In the weak topology on the algebraic dual induced by evaluation, every evaluation map φ ↦ φ x is continuous.

Equations

• section14_instTopologicalSpace_dualWeak_part6 = section14_instTopologicalSpace_dualWeak

theorem section14_continuous_dual_apply {E : Type u_1} [AddCommGroup E] [Module ℝ E] (x : E) : Continuous fun (φ : Module.Dual ℝ E) => φ x

theorem section14_lowerSemicontinuous_fenchelConjugate_dual {E : Type u_1} [AddCommGroup E] [Module ℝ E] (f : E → EReal) : LowerSemicontinuous (fenchelConjugateBilin LinearMap.applyₗ f)

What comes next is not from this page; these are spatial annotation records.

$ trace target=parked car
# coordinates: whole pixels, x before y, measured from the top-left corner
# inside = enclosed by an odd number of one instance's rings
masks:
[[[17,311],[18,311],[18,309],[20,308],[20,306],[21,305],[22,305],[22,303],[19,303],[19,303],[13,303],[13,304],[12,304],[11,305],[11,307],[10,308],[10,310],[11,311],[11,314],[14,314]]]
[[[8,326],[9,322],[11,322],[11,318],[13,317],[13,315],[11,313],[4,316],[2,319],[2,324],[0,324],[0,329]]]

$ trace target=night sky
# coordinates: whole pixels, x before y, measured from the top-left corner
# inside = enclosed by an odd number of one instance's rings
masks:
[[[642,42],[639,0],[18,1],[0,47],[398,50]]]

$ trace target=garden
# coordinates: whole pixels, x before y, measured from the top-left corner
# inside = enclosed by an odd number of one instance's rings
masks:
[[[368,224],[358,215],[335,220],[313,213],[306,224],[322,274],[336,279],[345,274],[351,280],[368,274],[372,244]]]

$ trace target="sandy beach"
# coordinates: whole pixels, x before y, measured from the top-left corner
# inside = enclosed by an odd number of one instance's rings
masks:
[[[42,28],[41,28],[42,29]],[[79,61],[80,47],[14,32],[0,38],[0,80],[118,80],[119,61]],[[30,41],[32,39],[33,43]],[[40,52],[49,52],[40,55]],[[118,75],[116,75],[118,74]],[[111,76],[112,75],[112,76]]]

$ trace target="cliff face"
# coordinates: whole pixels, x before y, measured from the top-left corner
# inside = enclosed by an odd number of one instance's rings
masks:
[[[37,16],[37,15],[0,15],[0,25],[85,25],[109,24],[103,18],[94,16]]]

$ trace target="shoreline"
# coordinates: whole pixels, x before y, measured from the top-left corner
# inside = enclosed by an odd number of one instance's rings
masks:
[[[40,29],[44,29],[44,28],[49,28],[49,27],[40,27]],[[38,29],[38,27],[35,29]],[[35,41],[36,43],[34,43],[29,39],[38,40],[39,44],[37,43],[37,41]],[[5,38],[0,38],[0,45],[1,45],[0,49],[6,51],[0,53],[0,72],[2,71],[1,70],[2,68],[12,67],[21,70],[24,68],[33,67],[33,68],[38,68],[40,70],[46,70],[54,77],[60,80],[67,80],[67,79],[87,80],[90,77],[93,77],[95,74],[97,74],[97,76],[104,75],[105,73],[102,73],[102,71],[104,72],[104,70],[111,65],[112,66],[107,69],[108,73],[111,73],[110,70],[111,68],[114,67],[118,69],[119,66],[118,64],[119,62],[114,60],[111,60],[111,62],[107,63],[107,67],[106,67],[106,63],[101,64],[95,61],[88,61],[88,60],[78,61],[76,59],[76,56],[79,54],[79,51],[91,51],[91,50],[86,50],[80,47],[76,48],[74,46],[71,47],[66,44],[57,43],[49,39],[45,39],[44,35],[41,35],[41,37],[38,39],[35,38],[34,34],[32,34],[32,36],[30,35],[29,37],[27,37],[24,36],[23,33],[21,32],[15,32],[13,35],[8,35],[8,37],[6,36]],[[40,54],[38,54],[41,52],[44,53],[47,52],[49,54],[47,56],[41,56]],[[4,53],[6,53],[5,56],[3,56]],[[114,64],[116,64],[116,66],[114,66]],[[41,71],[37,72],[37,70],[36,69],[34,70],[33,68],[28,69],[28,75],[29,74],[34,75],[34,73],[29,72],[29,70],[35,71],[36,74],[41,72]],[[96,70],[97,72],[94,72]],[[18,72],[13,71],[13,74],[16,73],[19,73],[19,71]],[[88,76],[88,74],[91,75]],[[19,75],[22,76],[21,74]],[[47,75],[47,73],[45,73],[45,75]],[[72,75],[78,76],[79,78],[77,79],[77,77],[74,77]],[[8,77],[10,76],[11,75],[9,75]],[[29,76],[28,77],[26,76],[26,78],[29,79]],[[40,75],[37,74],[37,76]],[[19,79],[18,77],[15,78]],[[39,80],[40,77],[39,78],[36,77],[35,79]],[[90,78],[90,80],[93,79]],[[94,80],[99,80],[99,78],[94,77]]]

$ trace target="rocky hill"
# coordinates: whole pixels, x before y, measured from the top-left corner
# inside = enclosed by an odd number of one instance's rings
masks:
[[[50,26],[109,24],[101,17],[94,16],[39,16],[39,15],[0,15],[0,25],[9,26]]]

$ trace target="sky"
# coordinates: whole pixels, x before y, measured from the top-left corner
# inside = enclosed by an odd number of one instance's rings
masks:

The Fenchel conjugate (with respect to the evaluation pairing) is lower semicontinuous in the weak topology on Module.Dual ℝ E.

theorem section14_lowerSemicontinuous_fenchelConjugate_flip {E : Type u_1} [AddCommGroup E] [Module ℝ E] [TopologicalSpace E] [IsTopologicalAddGroup E] [ContinuousSMul ℝ E] [T2Space E] [FiniteDimensional ℝ E] (g : Module.Dual ℝ E → EReal) : LowerSemicontinuous (fenchelConjugateBilin LinearMap.applyₗ.flip g)

The Fenchel conjugate with respect to the flipped evaluation pairing is lower semicontinuous as a function of the primal variable (in finite dimensions, where all linear functionals are continuous).

theorem section14_lowerSemicontinuous_posHomHull {E : Type u_1} [AddCommGroup E] [Module ℝ E] [TopologicalSpace E] [IsTopologicalAddGroup E] [ContinuousSMul ℝ E] [T2Space E] [FiniteDimensional ℝ E] {f : E → EReal} (_hf_closed : LowerSemicontinuous f) : have p := LinearMap.applyₗ; LowerSemicontinuous (fenchelConjugateBilin p.flip (fenchelConjugateBilin p (section14_posHomHull f)))

(Theorem 14.3, auxiliary) The closed hull cl k of the positively homogeneous hull is modeled as the Fenchel biconjugate (k*)*, and is lower semicontinuous.

theorem section14_fenchelConjugate_ne_bot_of_proper {E₁ : Type u_2} {F₁ : Type u_3} [AddCommGroup E₁] [Module ℝ E₁] [AddCommGroup F₁] [Module ℝ F₁] (p : E₁ →ₗ[ℝ] F₁ →ₗ[ℝ] ℝ) {f : E₁ → EReal} (hf : ProperERealFunction f) (y : F₁) : fenchelConjugateBilin p f y ≠ ⊥

(Theorem 14.3, auxiliary) The Fenchel conjugate of a proper EReal function (with respect to any real bilinear pairing) never takes the value ⊥.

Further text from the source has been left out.